Other family-friendly activities
- If you didn’t score tickets and don’t fancy paying over the odds for one now, then fear not. The Sevens Village, located right across the road from the stadium (at the IRC, 643 Caroline Hill Road), is free to both ticket and non-ticket holders alike throughout the duration of the tournament. Expect beer for the adults, soft drinks for the kids, but more importantly, it’s right near the action and has a big screen broadcasting all the live action from the pitch.
- Fancy some space to chill out between games? Consider buying a party package at The Rugby Club, starting from $950 (including stadium tickets). Adults can enjoy the free-flow bar and unlimited BBQ, while the HSBC Kids Zone next door promises face painting, jugglers, balloon twisters, stilt walkers and interactive games.
- The party keeps on going even away from the Stadium. Kicking off the festivities on Friday, 5 April is none other than three-time Grammy award-winning pop icon Gwen Stefani. She will play on Friday, 5 April at the Central Harbourfront. It will be a crowd-pleasing, tween-appropriate show, and you can still get tickets here.
- The Central Harbourfront event space will then be transformed into Sevens Central on Saturday, April 6 and Sunday, April 7. There will be a fan zone featuring live music, tribute acts performing as Pink, Queen, Oasis and the Rolling Stones, plus a host of international street entertainers. All the rugby action will be live on the big screens and there’s all-day happy hour drinks. Best of all – it’s free entry for all.
- The Cathay Pacific/HSBC Hong Kong Sevens Festival Fanwalk will return to Lee Gardens in Causeway Bay from Thursday, 4 April, to Sunday, 7 April. There will be street performers, family games and this year there’s also a state-of-the-art ninja course for your little ones to try out.
- If the kids are done, but you still have the energy to party, why not book the babysitter and then head to the official Hong Kong Sevens After Party on Friday evening in Lan Kwai Fong. Expect a rugby party like no other – non-stop music, rugby-themed interactive games, an instant photo service and lots and lots of food and drink!
- Just like the rugby, the fun keeps rolling all weekend, so check out the Hong Kong Sevens official page for a full list of events and steel yourself for a weekend to remember.
Top tips for parents
- If you are taking young children, Friday morning or early afternoon is the best time to go. Normally things start heating up in the late afternoon when people get out of work, but this year it’s a public holiday, so be warned Mama’s…the earlier you get there, the better.
- Seats higher up in the East and West stands are more family orientated, even on Saturday and Sunday, so they are good for older children who really want to follow all the matches. There can still be some drunken behaviour to deal with, but parents can use it as a good “teaching opportunity” about how to drink responsibly!
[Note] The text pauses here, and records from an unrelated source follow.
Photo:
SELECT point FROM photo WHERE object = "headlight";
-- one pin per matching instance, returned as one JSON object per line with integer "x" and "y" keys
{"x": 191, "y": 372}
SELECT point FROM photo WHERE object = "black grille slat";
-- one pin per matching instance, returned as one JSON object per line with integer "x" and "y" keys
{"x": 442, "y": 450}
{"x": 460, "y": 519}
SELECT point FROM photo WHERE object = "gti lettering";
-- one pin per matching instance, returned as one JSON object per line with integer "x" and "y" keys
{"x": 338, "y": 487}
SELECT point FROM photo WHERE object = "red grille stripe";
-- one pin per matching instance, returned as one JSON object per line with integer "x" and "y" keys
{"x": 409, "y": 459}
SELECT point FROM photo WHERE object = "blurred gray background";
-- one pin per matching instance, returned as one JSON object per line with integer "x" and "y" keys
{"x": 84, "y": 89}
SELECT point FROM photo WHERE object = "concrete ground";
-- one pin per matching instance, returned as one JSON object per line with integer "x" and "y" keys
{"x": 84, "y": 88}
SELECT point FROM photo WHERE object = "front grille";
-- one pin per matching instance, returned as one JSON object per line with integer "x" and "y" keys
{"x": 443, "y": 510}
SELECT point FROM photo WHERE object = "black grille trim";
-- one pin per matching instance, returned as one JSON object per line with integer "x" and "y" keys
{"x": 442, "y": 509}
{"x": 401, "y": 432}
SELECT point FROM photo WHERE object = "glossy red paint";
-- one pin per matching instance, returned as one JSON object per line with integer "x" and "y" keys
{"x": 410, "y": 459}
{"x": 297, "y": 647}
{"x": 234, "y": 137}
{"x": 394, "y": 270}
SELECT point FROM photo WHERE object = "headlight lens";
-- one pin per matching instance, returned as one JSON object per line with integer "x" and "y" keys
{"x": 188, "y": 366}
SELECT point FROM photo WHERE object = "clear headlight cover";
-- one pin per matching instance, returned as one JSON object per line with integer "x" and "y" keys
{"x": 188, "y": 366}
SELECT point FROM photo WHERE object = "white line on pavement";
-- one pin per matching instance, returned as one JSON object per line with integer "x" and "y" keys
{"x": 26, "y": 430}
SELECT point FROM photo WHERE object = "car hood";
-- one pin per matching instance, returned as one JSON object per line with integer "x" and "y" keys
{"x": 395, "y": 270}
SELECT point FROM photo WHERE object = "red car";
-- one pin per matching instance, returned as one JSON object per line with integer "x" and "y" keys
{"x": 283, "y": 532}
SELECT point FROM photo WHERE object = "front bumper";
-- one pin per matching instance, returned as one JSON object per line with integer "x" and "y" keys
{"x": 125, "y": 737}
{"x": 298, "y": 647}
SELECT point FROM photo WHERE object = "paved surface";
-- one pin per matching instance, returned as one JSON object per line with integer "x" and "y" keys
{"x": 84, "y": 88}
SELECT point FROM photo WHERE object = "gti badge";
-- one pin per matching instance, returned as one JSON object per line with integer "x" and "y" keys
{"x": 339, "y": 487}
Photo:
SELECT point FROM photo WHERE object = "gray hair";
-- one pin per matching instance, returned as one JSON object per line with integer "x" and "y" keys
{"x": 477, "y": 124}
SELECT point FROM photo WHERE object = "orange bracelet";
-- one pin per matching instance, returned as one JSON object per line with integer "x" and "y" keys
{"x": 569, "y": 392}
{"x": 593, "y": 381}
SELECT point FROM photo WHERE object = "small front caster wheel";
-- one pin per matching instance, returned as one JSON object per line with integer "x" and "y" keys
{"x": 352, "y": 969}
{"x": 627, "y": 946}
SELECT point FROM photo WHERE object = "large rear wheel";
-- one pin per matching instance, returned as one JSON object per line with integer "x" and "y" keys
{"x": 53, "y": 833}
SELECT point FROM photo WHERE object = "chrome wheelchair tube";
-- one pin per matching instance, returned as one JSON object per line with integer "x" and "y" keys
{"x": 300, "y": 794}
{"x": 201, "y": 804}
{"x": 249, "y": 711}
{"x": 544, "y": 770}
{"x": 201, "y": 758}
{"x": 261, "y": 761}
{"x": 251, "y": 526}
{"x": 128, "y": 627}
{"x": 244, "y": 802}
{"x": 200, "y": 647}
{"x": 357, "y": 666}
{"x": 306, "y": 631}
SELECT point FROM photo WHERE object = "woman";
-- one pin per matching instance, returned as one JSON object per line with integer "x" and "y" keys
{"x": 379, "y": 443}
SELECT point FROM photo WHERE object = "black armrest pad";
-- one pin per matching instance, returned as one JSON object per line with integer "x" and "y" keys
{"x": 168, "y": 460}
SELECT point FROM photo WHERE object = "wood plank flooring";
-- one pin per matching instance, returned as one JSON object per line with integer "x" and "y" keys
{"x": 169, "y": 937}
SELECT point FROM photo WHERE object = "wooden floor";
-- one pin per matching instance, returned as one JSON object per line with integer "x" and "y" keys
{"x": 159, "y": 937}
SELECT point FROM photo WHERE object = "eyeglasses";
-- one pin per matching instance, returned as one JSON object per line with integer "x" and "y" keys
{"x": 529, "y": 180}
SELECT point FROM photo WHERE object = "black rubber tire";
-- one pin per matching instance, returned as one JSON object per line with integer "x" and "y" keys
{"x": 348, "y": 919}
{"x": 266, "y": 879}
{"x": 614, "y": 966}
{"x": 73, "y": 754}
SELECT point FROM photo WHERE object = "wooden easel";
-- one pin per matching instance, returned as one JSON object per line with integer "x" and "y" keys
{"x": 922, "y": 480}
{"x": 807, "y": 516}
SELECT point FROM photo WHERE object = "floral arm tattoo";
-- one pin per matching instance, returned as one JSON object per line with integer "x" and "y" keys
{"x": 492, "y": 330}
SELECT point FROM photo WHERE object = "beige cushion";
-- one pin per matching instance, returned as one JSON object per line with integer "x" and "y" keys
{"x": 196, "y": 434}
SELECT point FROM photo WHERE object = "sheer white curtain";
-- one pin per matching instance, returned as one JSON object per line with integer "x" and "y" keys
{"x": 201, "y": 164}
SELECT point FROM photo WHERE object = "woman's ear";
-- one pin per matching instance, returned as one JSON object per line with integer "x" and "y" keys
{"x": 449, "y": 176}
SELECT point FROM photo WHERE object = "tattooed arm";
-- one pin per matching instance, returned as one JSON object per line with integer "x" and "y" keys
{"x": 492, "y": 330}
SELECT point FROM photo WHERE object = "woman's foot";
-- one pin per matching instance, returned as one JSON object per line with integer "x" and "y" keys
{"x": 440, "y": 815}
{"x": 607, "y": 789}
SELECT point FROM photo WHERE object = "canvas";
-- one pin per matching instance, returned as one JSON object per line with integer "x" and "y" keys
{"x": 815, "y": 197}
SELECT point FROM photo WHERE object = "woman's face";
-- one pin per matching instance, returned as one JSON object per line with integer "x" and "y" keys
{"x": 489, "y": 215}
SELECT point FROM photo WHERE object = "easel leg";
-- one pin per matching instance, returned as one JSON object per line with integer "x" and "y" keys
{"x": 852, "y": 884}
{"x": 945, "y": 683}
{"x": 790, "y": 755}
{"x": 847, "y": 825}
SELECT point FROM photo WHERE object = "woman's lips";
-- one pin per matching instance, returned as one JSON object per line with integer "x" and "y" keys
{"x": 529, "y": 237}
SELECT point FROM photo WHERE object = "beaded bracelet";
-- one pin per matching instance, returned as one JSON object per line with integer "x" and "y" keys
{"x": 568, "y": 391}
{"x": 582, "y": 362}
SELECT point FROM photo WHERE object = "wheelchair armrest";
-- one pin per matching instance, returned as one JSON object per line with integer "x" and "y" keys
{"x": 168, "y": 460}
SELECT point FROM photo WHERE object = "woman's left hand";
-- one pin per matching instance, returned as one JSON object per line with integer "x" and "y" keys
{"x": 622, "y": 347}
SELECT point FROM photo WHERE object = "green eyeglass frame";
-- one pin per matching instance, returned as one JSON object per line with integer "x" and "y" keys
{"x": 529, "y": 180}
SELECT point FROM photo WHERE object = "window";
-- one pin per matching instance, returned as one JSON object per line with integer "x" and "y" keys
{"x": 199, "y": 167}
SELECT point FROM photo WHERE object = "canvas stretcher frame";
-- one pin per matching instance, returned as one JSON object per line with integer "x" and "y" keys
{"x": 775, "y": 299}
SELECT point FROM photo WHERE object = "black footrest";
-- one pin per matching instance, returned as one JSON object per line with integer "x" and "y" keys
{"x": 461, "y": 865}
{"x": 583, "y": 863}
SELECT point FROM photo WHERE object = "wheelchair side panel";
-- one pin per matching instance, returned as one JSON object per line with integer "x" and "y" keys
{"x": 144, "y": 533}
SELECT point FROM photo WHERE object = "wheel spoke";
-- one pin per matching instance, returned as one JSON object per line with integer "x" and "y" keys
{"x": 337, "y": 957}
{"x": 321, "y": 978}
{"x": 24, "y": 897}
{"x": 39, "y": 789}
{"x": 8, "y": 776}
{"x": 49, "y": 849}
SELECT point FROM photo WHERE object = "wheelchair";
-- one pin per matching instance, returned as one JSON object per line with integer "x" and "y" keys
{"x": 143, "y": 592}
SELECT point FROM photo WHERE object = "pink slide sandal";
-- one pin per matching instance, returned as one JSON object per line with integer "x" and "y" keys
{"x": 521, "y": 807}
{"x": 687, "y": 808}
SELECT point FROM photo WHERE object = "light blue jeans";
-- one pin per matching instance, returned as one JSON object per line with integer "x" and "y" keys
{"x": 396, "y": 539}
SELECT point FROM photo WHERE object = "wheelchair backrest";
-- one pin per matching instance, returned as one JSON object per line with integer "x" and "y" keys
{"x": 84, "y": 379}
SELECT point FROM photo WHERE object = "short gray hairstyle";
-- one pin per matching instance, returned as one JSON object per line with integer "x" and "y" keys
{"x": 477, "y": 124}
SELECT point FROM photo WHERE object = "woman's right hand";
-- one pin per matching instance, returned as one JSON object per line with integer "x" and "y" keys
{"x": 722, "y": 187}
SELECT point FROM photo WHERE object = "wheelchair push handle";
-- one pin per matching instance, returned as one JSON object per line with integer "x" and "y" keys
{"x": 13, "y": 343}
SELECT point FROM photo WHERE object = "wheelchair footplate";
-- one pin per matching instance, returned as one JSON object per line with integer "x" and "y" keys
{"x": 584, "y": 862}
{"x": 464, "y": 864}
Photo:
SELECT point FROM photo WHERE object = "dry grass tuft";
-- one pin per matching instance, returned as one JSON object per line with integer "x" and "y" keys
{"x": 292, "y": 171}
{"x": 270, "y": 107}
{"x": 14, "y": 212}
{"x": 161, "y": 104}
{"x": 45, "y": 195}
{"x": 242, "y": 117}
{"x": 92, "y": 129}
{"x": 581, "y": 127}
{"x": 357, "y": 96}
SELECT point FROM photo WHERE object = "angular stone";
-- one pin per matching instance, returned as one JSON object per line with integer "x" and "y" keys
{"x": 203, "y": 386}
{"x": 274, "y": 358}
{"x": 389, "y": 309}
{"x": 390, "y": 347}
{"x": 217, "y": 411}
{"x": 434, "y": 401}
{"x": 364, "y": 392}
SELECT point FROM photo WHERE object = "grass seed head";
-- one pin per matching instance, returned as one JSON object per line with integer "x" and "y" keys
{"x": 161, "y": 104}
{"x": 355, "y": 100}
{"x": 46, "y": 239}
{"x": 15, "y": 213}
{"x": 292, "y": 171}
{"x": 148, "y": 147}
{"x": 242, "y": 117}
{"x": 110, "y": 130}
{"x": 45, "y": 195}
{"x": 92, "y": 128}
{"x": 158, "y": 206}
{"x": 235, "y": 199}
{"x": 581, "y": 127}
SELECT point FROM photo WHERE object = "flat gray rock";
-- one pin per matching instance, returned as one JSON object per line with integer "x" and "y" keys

- For a chance to see some of the star players (if the kids are autograph hunting), try hanging around the North Stand. A lot of the players can usually be found in the area between the North and West Stands.
- The World Rugby Women’s Seven Series qualifiers are being held on Thursday, 4 April, which is perfect for anyone with a future Portia Woodman on their hands. The matches will be held at So Kon Po Recreation Ground from 10am to 5:20pm and it’s free entry!
- If you want to start the fun early, take the kids along to the rugby-themed EGGsentially Art festival which runs from Saturday, 30 March, to Tuesday, 2 April, outside Lee Gardens One in Causeway Bay. There will be international team visits as well as a locally-focused egglette and milk tea festival.
The Hong Kong Sevens is an incredible weekend with family and friends, but with thousands of people attending and a party like atmosphere, there could be a temptation for teens and youths when it comes to alcohol (with some parents possibly overindulging as well!). So it’s reassuring to know KELY Support Group is on hand with their SOSKELY outreach initiative to help with drug and alcohol-related incidents, providing support, education and treatment to teens and youths that are in need during the Sevens.